Der Zusatz von Kohlenstoff-Nanoröhrchen macht Velorahmen federleicht und trotzdem robust. Bild: Adobe Stock

Für unsere Augen unsichtbar stecken Nanopartikel in vielen Dingen, die wir täglich benutzen. Sei es in Lebensmitteln, in der Elektronik oder in Textilien.

Ein ganzes Leben lang

Solange Nanoteilchen fest in ein anderes Material eingebunden sind, gelten sie als ungefährlich. Das ist jedoch nicht immer der Fall. Beim Herstellen liegen sie oft noch in loser Form vor. Auch beim Gebrauch können sie freigesetzt werden: Etwa, wenn die Waschmaschine das Nanosilber aus dem Turnleibchen ins Abwasser spült. Oder wenn Sonne und Regen das Titandioxid aus der Fassadenfarbe lösen und es im Boden versickert.
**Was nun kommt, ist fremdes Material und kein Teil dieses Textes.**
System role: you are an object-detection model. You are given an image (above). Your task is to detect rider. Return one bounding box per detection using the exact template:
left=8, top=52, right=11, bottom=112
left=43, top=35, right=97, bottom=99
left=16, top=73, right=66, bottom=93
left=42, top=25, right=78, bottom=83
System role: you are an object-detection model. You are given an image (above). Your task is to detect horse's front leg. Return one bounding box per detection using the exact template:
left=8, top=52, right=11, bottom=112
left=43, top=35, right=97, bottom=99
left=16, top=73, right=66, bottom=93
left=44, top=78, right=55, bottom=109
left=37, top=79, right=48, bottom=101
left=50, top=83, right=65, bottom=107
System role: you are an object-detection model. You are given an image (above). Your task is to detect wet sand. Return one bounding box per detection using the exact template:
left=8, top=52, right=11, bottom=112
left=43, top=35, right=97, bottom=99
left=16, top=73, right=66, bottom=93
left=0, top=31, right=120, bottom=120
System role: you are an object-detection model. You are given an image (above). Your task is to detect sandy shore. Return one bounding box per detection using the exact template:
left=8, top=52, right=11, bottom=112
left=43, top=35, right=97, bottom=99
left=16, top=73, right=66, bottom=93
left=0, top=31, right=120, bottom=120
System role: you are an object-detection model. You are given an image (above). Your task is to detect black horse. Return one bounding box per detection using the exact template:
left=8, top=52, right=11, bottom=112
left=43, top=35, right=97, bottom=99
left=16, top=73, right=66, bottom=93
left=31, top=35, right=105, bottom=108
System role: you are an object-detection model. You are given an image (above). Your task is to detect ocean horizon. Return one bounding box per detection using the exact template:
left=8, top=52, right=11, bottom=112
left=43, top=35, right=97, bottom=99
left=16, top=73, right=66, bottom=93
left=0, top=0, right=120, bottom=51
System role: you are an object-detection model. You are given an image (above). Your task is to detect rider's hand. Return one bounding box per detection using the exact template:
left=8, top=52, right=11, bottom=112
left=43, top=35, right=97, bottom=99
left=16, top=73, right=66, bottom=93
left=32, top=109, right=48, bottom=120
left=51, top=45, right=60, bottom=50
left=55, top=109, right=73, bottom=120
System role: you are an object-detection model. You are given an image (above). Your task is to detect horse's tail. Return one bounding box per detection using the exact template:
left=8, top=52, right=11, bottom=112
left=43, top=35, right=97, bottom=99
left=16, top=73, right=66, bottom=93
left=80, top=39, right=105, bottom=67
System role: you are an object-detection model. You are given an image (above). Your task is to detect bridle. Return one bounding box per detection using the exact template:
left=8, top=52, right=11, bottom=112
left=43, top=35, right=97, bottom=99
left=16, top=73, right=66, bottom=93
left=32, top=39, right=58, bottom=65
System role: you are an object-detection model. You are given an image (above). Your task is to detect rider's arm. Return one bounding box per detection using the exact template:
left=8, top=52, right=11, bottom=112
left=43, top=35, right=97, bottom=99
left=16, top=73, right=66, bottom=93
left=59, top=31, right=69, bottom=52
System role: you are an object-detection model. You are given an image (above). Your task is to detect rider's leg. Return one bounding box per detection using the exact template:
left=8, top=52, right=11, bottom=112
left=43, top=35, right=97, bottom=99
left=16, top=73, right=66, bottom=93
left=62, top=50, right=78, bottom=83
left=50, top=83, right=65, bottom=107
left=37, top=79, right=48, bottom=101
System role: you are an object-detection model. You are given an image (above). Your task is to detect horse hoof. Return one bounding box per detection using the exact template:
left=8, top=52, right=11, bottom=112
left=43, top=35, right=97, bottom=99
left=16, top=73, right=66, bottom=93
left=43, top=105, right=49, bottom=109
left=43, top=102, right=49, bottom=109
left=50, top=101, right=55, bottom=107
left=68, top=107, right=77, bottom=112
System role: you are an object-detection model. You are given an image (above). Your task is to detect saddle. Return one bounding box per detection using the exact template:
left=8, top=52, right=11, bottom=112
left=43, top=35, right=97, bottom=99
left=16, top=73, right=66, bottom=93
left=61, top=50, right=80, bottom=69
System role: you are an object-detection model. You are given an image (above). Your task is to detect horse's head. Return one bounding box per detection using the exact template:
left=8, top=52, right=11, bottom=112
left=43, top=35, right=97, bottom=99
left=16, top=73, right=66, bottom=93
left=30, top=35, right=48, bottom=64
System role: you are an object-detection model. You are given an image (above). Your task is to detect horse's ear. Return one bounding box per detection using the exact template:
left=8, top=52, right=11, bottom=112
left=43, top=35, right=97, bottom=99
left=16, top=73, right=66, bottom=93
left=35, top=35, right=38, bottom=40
Auch am Ende ihrer Lebensspanne, wenn Nanoprodukte auf der Müllhalde landen und verbrannt werden, können die in ihnen enthaltenen Kleinstteilchen in die Umwelt entweichen.

Lebenszyklusanalysen

Um besser zu verstehen, wann und in welchen Mengen Nanoteilchen im Lauf ihrer Karriere freigesetzt werden – also von der Herstellung über die Nutzung bis hin zum Recycling und zur Entsorgung – machen Forschende sogenannte Lebenszyklusanalysen von Produkten, die Nanoteilchen enthalten. Damit kann man herausfinden, wie umweltfreundlich oder -schädlich sie tatsächlich sind – und wo man sie verbessern kann.